The deaths brought to 17 the number of people killed in the suburbs since Saturday, when the army launched an offensive against rebels who seized them last week, activists and residents said.
The Arab League suspended the work of its monitors on Saturday after calling on Syrian President Bashar al-Assad to step down and make way for a government of national unity.
Arab League Secretary-General Nabil Elaraby left for New York yesterday, where he will brief representatives of the UN Security Council tomorrow to seek support for an Arab peace plan that calls on Assad to step aside after 10 months of protests.
He will be joined by Qatari Prime Minister Sheikh Hamad bin Jassim al-Thani, whose country heads the league’s committee charged with overseeing Syria.
“Given the critical deterioration of the situation in Syria and the continued use of violence ... it has been decided to immediately stop the work of the Arab League’s mission to Syria,” Elaraby said on Saturday.
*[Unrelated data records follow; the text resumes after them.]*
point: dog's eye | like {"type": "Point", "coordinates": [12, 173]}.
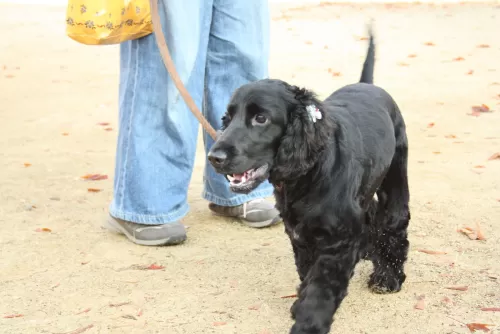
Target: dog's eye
{"type": "Point", "coordinates": [260, 119]}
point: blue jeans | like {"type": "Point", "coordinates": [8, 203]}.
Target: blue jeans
{"type": "Point", "coordinates": [217, 46]}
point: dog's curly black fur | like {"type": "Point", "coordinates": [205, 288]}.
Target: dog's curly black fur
{"type": "Point", "coordinates": [326, 173]}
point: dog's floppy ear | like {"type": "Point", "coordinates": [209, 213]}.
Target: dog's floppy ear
{"type": "Point", "coordinates": [305, 137]}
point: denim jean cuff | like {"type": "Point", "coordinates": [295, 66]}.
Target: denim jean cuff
{"type": "Point", "coordinates": [158, 219]}
{"type": "Point", "coordinates": [238, 199]}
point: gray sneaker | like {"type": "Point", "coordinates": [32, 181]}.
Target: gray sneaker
{"type": "Point", "coordinates": [257, 213]}
{"type": "Point", "coordinates": [149, 235]}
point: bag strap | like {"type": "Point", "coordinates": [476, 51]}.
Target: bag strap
{"type": "Point", "coordinates": [169, 64]}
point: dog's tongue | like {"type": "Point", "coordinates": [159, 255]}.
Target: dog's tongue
{"type": "Point", "coordinates": [238, 177]}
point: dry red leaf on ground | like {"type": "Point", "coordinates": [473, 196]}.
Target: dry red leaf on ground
{"type": "Point", "coordinates": [155, 267]}
{"type": "Point", "coordinates": [490, 309]}
{"type": "Point", "coordinates": [495, 156]}
{"type": "Point", "coordinates": [457, 288]}
{"type": "Point", "coordinates": [219, 323]}
{"type": "Point", "coordinates": [84, 311]}
{"type": "Point", "coordinates": [474, 326]}
{"type": "Point", "coordinates": [431, 252]}
{"type": "Point", "coordinates": [95, 177]}
{"type": "Point", "coordinates": [79, 330]}
{"type": "Point", "coordinates": [118, 304]}
{"type": "Point", "coordinates": [420, 305]}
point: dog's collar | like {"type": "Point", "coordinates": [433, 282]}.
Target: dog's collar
{"type": "Point", "coordinates": [314, 113]}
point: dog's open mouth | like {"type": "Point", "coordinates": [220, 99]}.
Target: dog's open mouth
{"type": "Point", "coordinates": [248, 180]}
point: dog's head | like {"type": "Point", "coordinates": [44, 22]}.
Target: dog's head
{"type": "Point", "coordinates": [270, 130]}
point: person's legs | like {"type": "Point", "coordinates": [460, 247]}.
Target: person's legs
{"type": "Point", "coordinates": [158, 133]}
{"type": "Point", "coordinates": [238, 53]}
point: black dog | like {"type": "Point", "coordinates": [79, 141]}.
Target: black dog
{"type": "Point", "coordinates": [326, 161]}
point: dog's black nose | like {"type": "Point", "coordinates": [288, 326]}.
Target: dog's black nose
{"type": "Point", "coordinates": [217, 158]}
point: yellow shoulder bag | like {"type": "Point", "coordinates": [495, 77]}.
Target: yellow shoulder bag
{"type": "Point", "coordinates": [101, 22]}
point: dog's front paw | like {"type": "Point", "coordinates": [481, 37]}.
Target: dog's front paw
{"type": "Point", "coordinates": [386, 281]}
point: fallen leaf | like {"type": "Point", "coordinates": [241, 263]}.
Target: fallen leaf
{"type": "Point", "coordinates": [84, 311]}
{"type": "Point", "coordinates": [480, 235]}
{"type": "Point", "coordinates": [155, 267]}
{"type": "Point", "coordinates": [118, 304]}
{"type": "Point", "coordinates": [129, 316]}
{"type": "Point", "coordinates": [457, 288]}
{"type": "Point", "coordinates": [420, 305]}
{"type": "Point", "coordinates": [79, 330]}
{"type": "Point", "coordinates": [478, 327]}
{"type": "Point", "coordinates": [495, 156]}
{"type": "Point", "coordinates": [490, 309]}
{"type": "Point", "coordinates": [10, 316]}
{"type": "Point", "coordinates": [431, 252]}
{"type": "Point", "coordinates": [94, 177]}
{"type": "Point", "coordinates": [219, 323]}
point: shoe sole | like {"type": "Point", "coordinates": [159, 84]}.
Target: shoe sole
{"type": "Point", "coordinates": [173, 240]}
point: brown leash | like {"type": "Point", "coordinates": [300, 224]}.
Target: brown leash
{"type": "Point", "coordinates": [169, 64]}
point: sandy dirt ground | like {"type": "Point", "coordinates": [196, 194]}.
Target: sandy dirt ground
{"type": "Point", "coordinates": [227, 278]}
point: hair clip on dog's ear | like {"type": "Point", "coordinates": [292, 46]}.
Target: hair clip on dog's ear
{"type": "Point", "coordinates": [314, 113]}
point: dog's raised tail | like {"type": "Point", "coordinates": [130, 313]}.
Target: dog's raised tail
{"type": "Point", "coordinates": [368, 66]}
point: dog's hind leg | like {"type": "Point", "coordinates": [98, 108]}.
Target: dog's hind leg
{"type": "Point", "coordinates": [325, 286]}
{"type": "Point", "coordinates": [390, 248]}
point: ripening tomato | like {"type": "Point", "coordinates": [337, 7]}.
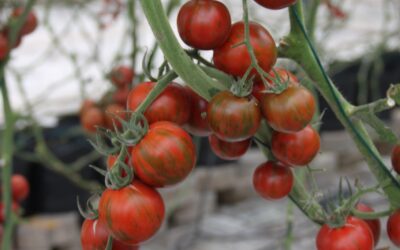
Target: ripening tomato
{"type": "Point", "coordinates": [233, 118]}
{"type": "Point", "coordinates": [122, 76]}
{"type": "Point", "coordinates": [283, 75]}
{"type": "Point", "coordinates": [354, 235]}
{"type": "Point", "coordinates": [235, 60]}
{"type": "Point", "coordinates": [275, 4]}
{"type": "Point", "coordinates": [204, 24]}
{"type": "Point", "coordinates": [393, 228]}
{"type": "Point", "coordinates": [273, 180]}
{"type": "Point", "coordinates": [172, 104]}
{"type": "Point", "coordinates": [374, 225]}
{"type": "Point", "coordinates": [164, 156]}
{"type": "Point", "coordinates": [289, 111]}
{"type": "Point", "coordinates": [198, 122]}
{"type": "Point", "coordinates": [132, 214]}
{"type": "Point", "coordinates": [19, 187]}
{"type": "Point", "coordinates": [297, 149]}
{"type": "Point", "coordinates": [396, 158]}
{"type": "Point", "coordinates": [228, 150]}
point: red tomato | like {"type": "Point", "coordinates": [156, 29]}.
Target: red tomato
{"type": "Point", "coordinates": [19, 187]}
{"type": "Point", "coordinates": [273, 180]}
{"type": "Point", "coordinates": [122, 76]}
{"type": "Point", "coordinates": [284, 76]}
{"type": "Point", "coordinates": [290, 111]}
{"type": "Point", "coordinates": [396, 159]}
{"type": "Point", "coordinates": [198, 122]}
{"type": "Point", "coordinates": [164, 156]}
{"type": "Point", "coordinates": [204, 24]}
{"type": "Point", "coordinates": [374, 225]}
{"type": "Point", "coordinates": [235, 60]}
{"type": "Point", "coordinates": [172, 104]}
{"type": "Point", "coordinates": [354, 235]}
{"type": "Point", "coordinates": [133, 214]}
{"type": "Point", "coordinates": [393, 228]}
{"type": "Point", "coordinates": [228, 150]}
{"type": "Point", "coordinates": [297, 148]}
{"type": "Point", "coordinates": [233, 118]}
{"type": "Point", "coordinates": [275, 4]}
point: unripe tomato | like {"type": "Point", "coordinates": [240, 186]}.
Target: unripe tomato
{"type": "Point", "coordinates": [297, 149]}
{"type": "Point", "coordinates": [204, 24]}
{"type": "Point", "coordinates": [273, 180]}
{"type": "Point", "coordinates": [228, 150]}
{"type": "Point", "coordinates": [235, 60]}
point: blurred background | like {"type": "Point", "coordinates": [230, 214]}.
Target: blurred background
{"type": "Point", "coordinates": [67, 60]}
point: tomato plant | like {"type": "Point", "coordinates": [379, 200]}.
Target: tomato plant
{"type": "Point", "coordinates": [201, 34]}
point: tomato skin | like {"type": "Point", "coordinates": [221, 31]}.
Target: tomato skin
{"type": "Point", "coordinates": [374, 225]}
{"type": "Point", "coordinates": [354, 235]}
{"type": "Point", "coordinates": [296, 149]}
{"type": "Point", "coordinates": [172, 104]}
{"type": "Point", "coordinates": [132, 214]}
{"type": "Point", "coordinates": [289, 111]}
{"type": "Point", "coordinates": [233, 118]}
{"type": "Point", "coordinates": [273, 180]}
{"type": "Point", "coordinates": [393, 228]}
{"type": "Point", "coordinates": [201, 34]}
{"type": "Point", "coordinates": [122, 76]}
{"type": "Point", "coordinates": [165, 155]}
{"type": "Point", "coordinates": [198, 123]}
{"type": "Point", "coordinates": [19, 187]}
{"type": "Point", "coordinates": [395, 157]}
{"type": "Point", "coordinates": [275, 4]}
{"type": "Point", "coordinates": [235, 60]}
{"type": "Point", "coordinates": [228, 150]}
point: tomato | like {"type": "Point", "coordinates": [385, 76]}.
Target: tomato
{"type": "Point", "coordinates": [164, 156]}
{"type": "Point", "coordinates": [296, 148]}
{"type": "Point", "coordinates": [275, 4]}
{"type": "Point", "coordinates": [204, 24]}
{"type": "Point", "coordinates": [233, 118]}
{"type": "Point", "coordinates": [228, 150]}
{"type": "Point", "coordinates": [172, 104]}
{"type": "Point", "coordinates": [396, 159]}
{"type": "Point", "coordinates": [374, 225]}
{"type": "Point", "coordinates": [91, 118]}
{"type": "Point", "coordinates": [393, 228]}
{"type": "Point", "coordinates": [235, 60]}
{"type": "Point", "coordinates": [198, 122]}
{"type": "Point", "coordinates": [122, 76]}
{"type": "Point", "coordinates": [273, 180]}
{"type": "Point", "coordinates": [284, 76]}
{"type": "Point", "coordinates": [19, 187]}
{"type": "Point", "coordinates": [354, 235]}
{"type": "Point", "coordinates": [30, 23]}
{"type": "Point", "coordinates": [289, 111]}
{"type": "Point", "coordinates": [133, 214]}
{"type": "Point", "coordinates": [94, 236]}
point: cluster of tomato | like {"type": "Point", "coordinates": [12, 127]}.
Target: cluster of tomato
{"type": "Point", "coordinates": [103, 114]}
{"type": "Point", "coordinates": [28, 27]}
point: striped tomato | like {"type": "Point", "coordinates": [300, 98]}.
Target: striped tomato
{"type": "Point", "coordinates": [164, 156]}
{"type": "Point", "coordinates": [132, 214]}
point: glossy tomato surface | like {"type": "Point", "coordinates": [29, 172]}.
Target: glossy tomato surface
{"type": "Point", "coordinates": [273, 180]}
{"type": "Point", "coordinates": [235, 60]}
{"type": "Point", "coordinates": [164, 156]}
{"type": "Point", "coordinates": [132, 214]}
{"type": "Point", "coordinates": [228, 150]}
{"type": "Point", "coordinates": [296, 149]}
{"type": "Point", "coordinates": [354, 235]}
{"type": "Point", "coordinates": [289, 111]}
{"type": "Point", "coordinates": [204, 24]}
{"type": "Point", "coordinates": [233, 118]}
{"type": "Point", "coordinates": [172, 104]}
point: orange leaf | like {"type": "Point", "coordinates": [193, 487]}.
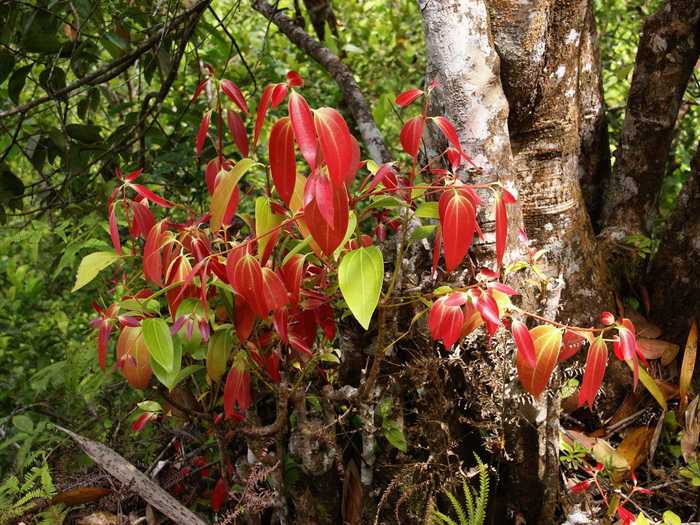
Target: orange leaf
{"type": "Point", "coordinates": [547, 341]}
{"type": "Point", "coordinates": [691, 348]}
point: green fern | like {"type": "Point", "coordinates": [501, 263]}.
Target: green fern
{"type": "Point", "coordinates": [18, 497]}
{"type": "Point", "coordinates": [473, 510]}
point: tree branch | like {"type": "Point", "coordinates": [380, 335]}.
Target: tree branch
{"type": "Point", "coordinates": [667, 52]}
{"type": "Point", "coordinates": [112, 69]}
{"type": "Point", "coordinates": [341, 73]}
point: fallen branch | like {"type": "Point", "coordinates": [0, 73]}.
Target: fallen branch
{"type": "Point", "coordinates": [137, 481]}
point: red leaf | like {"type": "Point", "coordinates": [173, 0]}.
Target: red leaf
{"type": "Point", "coordinates": [328, 235]}
{"type": "Point", "coordinates": [143, 219]}
{"type": "Point", "coordinates": [596, 362]}
{"type": "Point", "coordinates": [140, 423]}
{"type": "Point", "coordinates": [524, 342]}
{"type": "Point", "coordinates": [245, 277]}
{"type": "Point", "coordinates": [102, 340]}
{"type": "Point", "coordinates": [336, 143]}
{"type": "Point", "coordinates": [219, 495]}
{"type": "Point", "coordinates": [436, 249]}
{"type": "Point", "coordinates": [200, 87]}
{"type": "Point", "coordinates": [303, 126]}
{"type": "Point", "coordinates": [283, 165]}
{"type": "Point", "coordinates": [408, 96]}
{"type": "Point", "coordinates": [243, 318]}
{"type": "Point", "coordinates": [278, 94]}
{"type": "Point", "coordinates": [202, 133]}
{"type": "Point", "coordinates": [152, 259]}
{"type": "Point", "coordinates": [292, 275]}
{"type": "Point", "coordinates": [488, 308]}
{"type": "Point", "coordinates": [320, 188]}
{"type": "Point", "coordinates": [237, 388]}
{"type": "Point", "coordinates": [238, 131]}
{"type": "Point", "coordinates": [628, 347]}
{"type": "Point", "coordinates": [114, 230]}
{"type": "Point", "coordinates": [233, 92]}
{"type": "Point", "coordinates": [449, 131]}
{"type": "Point", "coordinates": [154, 198]}
{"type": "Point", "coordinates": [411, 134]}
{"type": "Point", "coordinates": [501, 229]}
{"type": "Point", "coordinates": [572, 343]}
{"type": "Point", "coordinates": [547, 341]}
{"type": "Point", "coordinates": [263, 106]}
{"type": "Point", "coordinates": [445, 322]}
{"type": "Point", "coordinates": [458, 221]}
{"type": "Point", "coordinates": [294, 79]}
{"type": "Point", "coordinates": [274, 292]}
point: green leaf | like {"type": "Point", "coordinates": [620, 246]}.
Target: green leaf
{"type": "Point", "coordinates": [85, 133]}
{"type": "Point", "coordinates": [423, 232]}
{"type": "Point", "coordinates": [7, 62]}
{"type": "Point", "coordinates": [220, 345]}
{"type": "Point", "coordinates": [428, 210]}
{"type": "Point", "coordinates": [150, 406]}
{"type": "Point", "coordinates": [671, 518]}
{"type": "Point", "coordinates": [224, 188]}
{"type": "Point", "coordinates": [23, 423]}
{"type": "Point", "coordinates": [265, 221]}
{"type": "Point", "coordinates": [16, 82]}
{"type": "Point", "coordinates": [156, 335]}
{"type": "Point", "coordinates": [650, 385]}
{"type": "Point", "coordinates": [360, 276]}
{"type": "Point", "coordinates": [394, 435]}
{"type": "Point", "coordinates": [91, 265]}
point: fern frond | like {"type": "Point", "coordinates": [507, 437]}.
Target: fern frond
{"type": "Point", "coordinates": [483, 497]}
{"type": "Point", "coordinates": [446, 520]}
{"type": "Point", "coordinates": [468, 500]}
{"type": "Point", "coordinates": [457, 506]}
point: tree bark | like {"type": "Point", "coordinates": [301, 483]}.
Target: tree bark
{"type": "Point", "coordinates": [668, 50]}
{"type": "Point", "coordinates": [557, 89]}
{"type": "Point", "coordinates": [673, 280]}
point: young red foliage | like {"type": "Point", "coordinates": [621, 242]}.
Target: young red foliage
{"type": "Point", "coordinates": [446, 319]}
{"type": "Point", "coordinates": [596, 362]}
{"type": "Point", "coordinates": [233, 92]}
{"type": "Point", "coordinates": [547, 341]}
{"type": "Point", "coordinates": [458, 223]}
{"type": "Point", "coordinates": [523, 341]}
{"type": "Point", "coordinates": [411, 134]}
{"type": "Point", "coordinates": [303, 126]}
{"type": "Point", "coordinates": [336, 144]}
{"type": "Point", "coordinates": [328, 235]}
{"type": "Point", "coordinates": [238, 132]}
{"type": "Point", "coordinates": [407, 97]}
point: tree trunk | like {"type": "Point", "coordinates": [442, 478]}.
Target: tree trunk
{"type": "Point", "coordinates": [668, 50]}
{"type": "Point", "coordinates": [673, 280]}
{"type": "Point", "coordinates": [552, 80]}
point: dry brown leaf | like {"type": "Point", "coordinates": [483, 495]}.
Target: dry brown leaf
{"type": "Point", "coordinates": [635, 446]}
{"type": "Point", "coordinates": [352, 495]}
{"type": "Point", "coordinates": [80, 496]}
{"type": "Point", "coordinates": [656, 348]}
{"type": "Point", "coordinates": [691, 348]}
{"type": "Point", "coordinates": [99, 518]}
{"type": "Point", "coordinates": [691, 433]}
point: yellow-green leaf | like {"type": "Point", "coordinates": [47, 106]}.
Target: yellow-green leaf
{"type": "Point", "coordinates": [224, 189]}
{"type": "Point", "coordinates": [91, 265]}
{"type": "Point", "coordinates": [360, 276]}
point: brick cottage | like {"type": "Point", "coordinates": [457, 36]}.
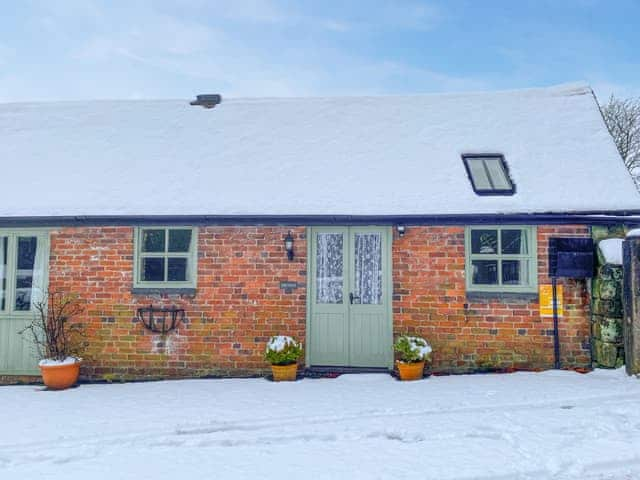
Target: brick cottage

A Syrian government official was quoted by state media as saying Syria was surprised by the decision to suspend operations, which would “put pressure on [Security Council] deliberations with the aim of calling for foreign intervention and encouraging armed groups to increase violence.”
Al-Assad blames the violence on foreign-backed militants.
The state news agency SANA said funerals were held on Saturday for 28 members of the army and security forces, killed by “armed terrorist groups” in Homs, Hama Deraa, Deir al-Zor and Damascus Province.
Faced with mass demonstrations against his rule, Assad launched a military crackdown to try to subdue the protests. -Growing numbers of army deserters and gunmen have joined the demonstrators, increasing instability in the country of 23 million people at the heart of the Middle East.
The insurgency has been gradually approaching the capital, whose suburbs, a series of mainly conservative Sunni Muslim towns bordering old gardens and farmland, known as the al-Ghouta, are home to the bulk of Damascus’ population.
They have seen large demonstrations demanding the removal of Assad, a member of the minority Alawite sect, an offshoot of Shiite Islam that has dominated the mostly Sunni Muslim country for the past five decades.
In the mountain town of Rankous, 30km north of Damascus near the Lebanese border, Assad’s forces have killed at least 33 people in recent days in an attack to dislodge army defectors and insurgents, activists and residents said yesterday.
Rankous, a town of 25,000 people, has been under tank fire since Wednesday, when it was besieged by several thousand troops, they said.
Arab League foreign ministers are expected to discuss early next month the possibility of withdrawing monitors completely, an Arab League official said.
France, which has been leading calls for stronger international action on Syria, said the Arab League decision highlighted the need to act.